Barrymore is superb. In fact, I have never seen her better. This is absolutely the coming of age of a serious and great actress. She changes everything about herself, from the way fans have seen her speak and move in other movies and interviews to the way she allows herself to be made up and photographed.

Little Edie, who had an offbeat but brilliant (at least that's what her fans say) sense of fashion, suffered from a disease that caused her hair to fall out. We see the hair coming out in clumps and Edie in various stages of loss. Barrymore further allows makeup artists to disfigure her skin.

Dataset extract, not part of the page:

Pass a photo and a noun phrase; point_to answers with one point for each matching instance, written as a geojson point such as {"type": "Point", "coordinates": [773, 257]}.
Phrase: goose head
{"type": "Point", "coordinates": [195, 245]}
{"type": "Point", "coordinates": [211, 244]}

Young American actresses rarely take roles in which they look anything but glamorous. That is what the great, older British actresses do. But Barrymore not only lets herself be shown in less than flattering ways, she takes the darker facts of Little Edie's life and builds her performance around them. Daring only starts to describe the artistic choices she made.

Lange's Tennessee Williams-like take on Big Edie as a dreamy character with artistic and bohemian aspirations who is married to a stuffed suit of a philandering banker is marvelous. The dramatic tension is in wondering whether this seemingly fragile character will shatter under the force of divorce and poverty.

Testimony to the greatness of Lange's performance is that as you watch, you wonder and worry about Big Edie, even though, thanks to the Maysles brothers and subsequent news accounts, you know how the story goes.


Grey Gardens airs at 8 p.m. Saturday on HBO.